Le diagnostic peut aussi être difficile si son aspect est atypique. Le chancre guérit spontanément en 2 à 6 semaines sans laisser aucune cicatrice.
• La syphilis secondaire, qui survient si la syphilis primaire n'a pas été traitée, se caractérise par des lésions très contagieuses au niveau de la peau et des muqueuses. Ce sont les « syphilides papuleuses » qui peuvent siéger aussi bien au niveau du visage, que du tronc et des membres.
Ces lésions sont très variées et trompeuses et peuvent prendre l'aspect d'une « roséole » banale, d'une acné, d’une varicelle, d’un psoriasis en goutte… ce qui rend le diagnostic difficile.
• La syphilis sérologique précoce au cours de laquelle il n'existe plus aucun signe mais simplement une « cicatrice sanguine » décelable lors d'une prise de sang et qui témoigne de la présence de la bactérie dans l'organisme.

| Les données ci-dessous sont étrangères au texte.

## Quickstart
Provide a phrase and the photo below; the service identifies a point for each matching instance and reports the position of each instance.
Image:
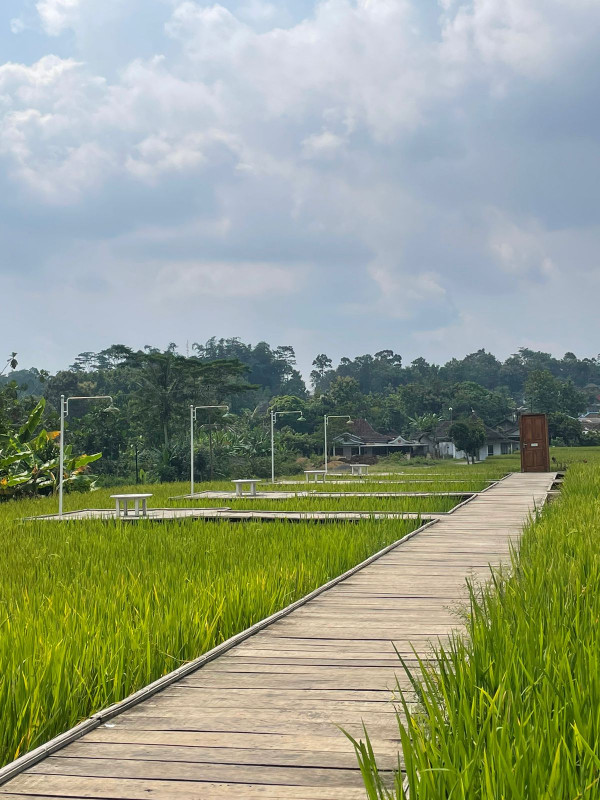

Lorsque la syphilis n'a pas été diagnostiquée et traitée au cours de la première année d'évolution, elle peut évoluer vers une phase tardive où on distingue :
• La syphilis tertiaire qui a aujourd'hui pratiquement totalement disparu en France puisqu'on considère que moins de 10 % des syphilis récentes non traitées évolueront vers cette forme. Cette phase de l’infection est dominée par des manifestations sur la peau, les muqueuses, des problèmes cardiaques et surtout neurologiques (« paralysie générale » et « tabès syphilitique »).
• Une syphilis sérologique tardive, qui peut être détectée lors d’une prise de sang et qui représente la majorité des patients dont la syphilis précoce n'a pas été traitée.

Quelles sont les complications de la syphilis ?

Si elle n’est pas traitée, la syphilis peut durer des années. Même chez une personne qui n’a pas de signes apparents, elle peut entraîner des lésions d’organes importantes. Grâce aux antibiotiques, de telles évolutions sont devenues rares dans les pays occidentaux.
Sans traitement, 8 % à 10 % des personnes infectées souffrent de troubles neurologiques importants dix à vingt ans après le début de la maladie : c’est la « neurosyphilis ».
• Il s’agit le plus souvent d’une inflammation chronique du cerveau et de ses enveloppes ou « méninges ». Cela donne une « méningo-encéphalite » qui peut aboutir, après une phase d’excitation, à la démence. Ce tableau était connu autrefois sous le nom de « paralysie générale ».
• Les malades peuvent aussi souffrir de trouble de la coordination des membres, associés à des douleurs lancinantes et à des pertes de contrôle de la vessie et des intestins : c’est le « tabès syphilitique » qui est une dégénérescence secondaire des racines nerveuses postérieures et d’une partie de la moelle épinière (« cordons postérieurs de la moelle »).
Des atteintes du cœur, des os, du foie, des yeux sont aussi décrites.
Une femme enceinte qui a la syphilis a un risque d’accouchement prématuré, d’avortement spontané (« fausse couche ») ou d’accoucher d’un enfant mort-né.
L’enfant d’une mère infectée risque de naître avec des malformations congénitales, comme une cécité partielle, une surdité, ou des malformations des os et des dents.
La syphilis augmente aussi le risque d’attraper ou de transmettre le VIH.